Semangat menuntut ilmu bisa dipantik dari kesadaran diri bahwa kebodohan adalah giat imperialisme berbahaya bagi manusia yang malas belajar.
Sebuah kebanggaan bagi saya atas partisipasi dan konsistesi sahabat-sahabati peseta Ngaos Jurnalistik bisa menyempatkan waktunya mengikuti Ngaos Jurnalistik pertemuan kedua.
Memang setiap manusia memiliki aktivitas yang tak bisa ditinggal atau menjadi prioritas, tapi manusia juga punya kekuatan untuk bertahan atau pergi meninggalkan. Ingat! dalam hal apapun.
Wahyu Rizkiawan, pemantik diskusi pelatihan nulis esai tersebut, juga mengatakan hal sama. Menurut Mas Rizky, teman-teman yang masih konsisten mengikuti belajar menulis di pertemuan kedua adalah pilihan dan sangat istimewa.
Tentu saja, ini pelajaran penting bahwa hidup tak sekadar belajar tentang bagaimana meninggalkan, tapi bagaimana merawat semangat tetap terjaga hingga puncak kebahagiaan. Semacam kesetiaan pada sesuatu yang diinginkan.
Merawat semangat, bagi saya, butuh dipantik. Dan semangat menuntut ilmu, bisa dipantik dari kesadaran diri bahwa kebodohan adalah giat imperialisme berbahaya bagi manusia yang malas belajar. Karena mencari ilmu hukumnya Fardhu Ain bagi setiap manusia.
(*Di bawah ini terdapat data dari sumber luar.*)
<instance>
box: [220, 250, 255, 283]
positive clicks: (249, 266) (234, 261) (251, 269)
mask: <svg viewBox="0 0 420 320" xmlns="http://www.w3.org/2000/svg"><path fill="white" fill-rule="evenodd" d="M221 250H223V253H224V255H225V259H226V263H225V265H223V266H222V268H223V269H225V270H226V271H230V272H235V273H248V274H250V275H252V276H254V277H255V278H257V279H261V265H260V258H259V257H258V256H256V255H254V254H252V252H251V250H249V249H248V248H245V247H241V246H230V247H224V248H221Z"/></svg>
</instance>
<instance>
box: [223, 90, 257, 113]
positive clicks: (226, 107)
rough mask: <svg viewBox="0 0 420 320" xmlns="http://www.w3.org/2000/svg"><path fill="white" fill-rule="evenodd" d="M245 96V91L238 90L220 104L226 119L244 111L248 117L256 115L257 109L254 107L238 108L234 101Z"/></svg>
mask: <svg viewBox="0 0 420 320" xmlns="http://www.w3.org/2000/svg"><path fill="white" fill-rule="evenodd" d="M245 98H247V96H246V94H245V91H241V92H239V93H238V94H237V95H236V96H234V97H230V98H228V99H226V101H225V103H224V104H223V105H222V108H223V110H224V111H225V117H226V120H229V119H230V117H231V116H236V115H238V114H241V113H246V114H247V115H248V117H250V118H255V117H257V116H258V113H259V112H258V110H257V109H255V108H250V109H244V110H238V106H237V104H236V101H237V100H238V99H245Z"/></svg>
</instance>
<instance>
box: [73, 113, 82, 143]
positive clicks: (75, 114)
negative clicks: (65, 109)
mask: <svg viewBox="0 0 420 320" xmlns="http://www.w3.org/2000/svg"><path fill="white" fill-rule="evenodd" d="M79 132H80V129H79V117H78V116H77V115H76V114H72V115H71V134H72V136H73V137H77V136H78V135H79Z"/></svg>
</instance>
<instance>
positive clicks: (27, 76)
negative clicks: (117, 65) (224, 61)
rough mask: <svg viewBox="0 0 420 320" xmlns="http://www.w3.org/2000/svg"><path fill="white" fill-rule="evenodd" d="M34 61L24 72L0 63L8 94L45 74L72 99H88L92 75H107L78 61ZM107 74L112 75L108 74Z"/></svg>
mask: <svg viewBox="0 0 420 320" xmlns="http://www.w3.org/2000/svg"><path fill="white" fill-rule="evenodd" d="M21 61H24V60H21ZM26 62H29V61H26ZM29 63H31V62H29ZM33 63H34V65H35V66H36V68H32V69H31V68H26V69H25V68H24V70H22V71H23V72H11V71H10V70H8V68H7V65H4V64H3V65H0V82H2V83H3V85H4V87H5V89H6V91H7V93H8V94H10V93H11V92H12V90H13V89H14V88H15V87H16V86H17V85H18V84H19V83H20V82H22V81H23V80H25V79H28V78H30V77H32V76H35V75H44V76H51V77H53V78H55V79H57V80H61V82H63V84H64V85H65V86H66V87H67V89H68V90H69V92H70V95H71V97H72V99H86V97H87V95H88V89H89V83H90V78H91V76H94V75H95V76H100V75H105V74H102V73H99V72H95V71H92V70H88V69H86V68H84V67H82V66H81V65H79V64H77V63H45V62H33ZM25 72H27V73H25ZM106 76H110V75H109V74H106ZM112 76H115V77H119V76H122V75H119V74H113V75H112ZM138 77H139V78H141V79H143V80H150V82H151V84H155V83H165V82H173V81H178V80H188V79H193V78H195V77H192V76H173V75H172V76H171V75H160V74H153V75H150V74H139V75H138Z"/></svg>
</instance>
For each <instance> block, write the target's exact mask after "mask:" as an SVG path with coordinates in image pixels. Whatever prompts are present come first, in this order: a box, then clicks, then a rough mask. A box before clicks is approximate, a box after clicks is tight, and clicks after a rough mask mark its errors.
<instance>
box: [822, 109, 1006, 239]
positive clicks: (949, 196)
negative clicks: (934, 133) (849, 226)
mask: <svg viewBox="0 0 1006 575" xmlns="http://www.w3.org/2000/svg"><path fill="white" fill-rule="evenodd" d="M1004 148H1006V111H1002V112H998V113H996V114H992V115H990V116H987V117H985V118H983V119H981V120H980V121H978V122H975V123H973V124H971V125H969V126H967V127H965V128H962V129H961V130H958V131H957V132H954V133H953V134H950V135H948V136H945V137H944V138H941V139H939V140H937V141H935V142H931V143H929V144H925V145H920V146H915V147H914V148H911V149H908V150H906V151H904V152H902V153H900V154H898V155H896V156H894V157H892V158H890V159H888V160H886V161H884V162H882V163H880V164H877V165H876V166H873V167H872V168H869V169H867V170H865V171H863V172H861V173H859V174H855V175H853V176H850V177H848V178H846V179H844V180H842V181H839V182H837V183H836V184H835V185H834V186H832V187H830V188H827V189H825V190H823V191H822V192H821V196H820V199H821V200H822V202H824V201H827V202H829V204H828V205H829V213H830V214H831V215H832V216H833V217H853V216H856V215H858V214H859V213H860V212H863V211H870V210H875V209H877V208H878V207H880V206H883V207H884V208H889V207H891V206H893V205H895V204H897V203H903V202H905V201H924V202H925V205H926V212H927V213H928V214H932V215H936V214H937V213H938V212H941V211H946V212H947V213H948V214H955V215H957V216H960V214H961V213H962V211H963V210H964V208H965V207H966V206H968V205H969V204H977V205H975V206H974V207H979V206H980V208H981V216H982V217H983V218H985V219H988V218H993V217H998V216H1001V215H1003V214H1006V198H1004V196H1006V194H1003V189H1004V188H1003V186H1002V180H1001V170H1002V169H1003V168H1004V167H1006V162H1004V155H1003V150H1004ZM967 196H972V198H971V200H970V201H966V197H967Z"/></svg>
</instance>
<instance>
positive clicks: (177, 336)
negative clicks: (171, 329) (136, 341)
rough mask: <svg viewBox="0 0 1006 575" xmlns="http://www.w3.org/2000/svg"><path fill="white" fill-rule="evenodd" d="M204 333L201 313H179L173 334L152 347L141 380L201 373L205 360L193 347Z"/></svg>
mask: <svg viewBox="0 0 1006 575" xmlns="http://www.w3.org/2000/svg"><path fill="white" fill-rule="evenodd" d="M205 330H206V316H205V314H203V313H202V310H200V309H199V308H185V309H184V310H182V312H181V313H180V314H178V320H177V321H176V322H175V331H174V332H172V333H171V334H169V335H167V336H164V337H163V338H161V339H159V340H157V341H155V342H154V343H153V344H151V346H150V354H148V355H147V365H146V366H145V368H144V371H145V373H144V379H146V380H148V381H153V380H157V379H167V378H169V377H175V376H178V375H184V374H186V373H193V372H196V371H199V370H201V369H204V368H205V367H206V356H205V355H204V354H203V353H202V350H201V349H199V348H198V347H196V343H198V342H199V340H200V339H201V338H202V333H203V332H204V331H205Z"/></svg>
Mencari ilmu di setiap tempat, menggali potensi diri sendiri dan mengamalkan setiap kehidupan di dunia, pada intinya sekadar kesadaran diri bahwa kebodohan adalah penjajahan terakhir bagi manusia yang malas belajar.
Mencari Ilmu memang tak semudah menggali gorong-gorong di tiap sudut kota. Sehingga merusak pohon-pohon yang berada di sekitarnya. Sehingga memperindah kecantikan kota tak seharusnya mengorbankan runtuhnya akar dan daun-daun yang masih mampu bertahan hidup.
Maka dari itu, saya memilih belajar menulis. Dengan menulis, saya akan mengetahui seberapa paham ilmu yang didapat, seberapa luas wawasan selama puluhan tahun duduk sambil belajar.
Kalau tak menulis pengamatan yang ada di sekitar, maka hidup tak akan berarti, bahwa manusia adalah makhluk pelupa, teringat kata Pramoedya Ananta Toer: orang boleh pandai setinggi langit, tapi selama ia tidak menulis, ia akan hilang di dalam masyarakat dan dari sejarah. Menulis, kata Pram, adalah bekerja untuk keabadian.
Dipertemuan kedua kali ini, Mas Rizky memberi materi terkait gaya menulis esai santai berbasis rasa gemes. Misalnya, kata dia, ada dua: niat dan keberanian. Sebab apapun bentuk dan sebuah tulisan, akan selalu ada maknanya.
Maka kita harus berani menulis dulu. Jangan takut salah menelurkan dan menguarakan sebuah ide-gagasan, bagaimana pun jadinya, itu harus diapresiasi dan pasti akan menemukan pembacanya, setidaknya dirinya sendiri.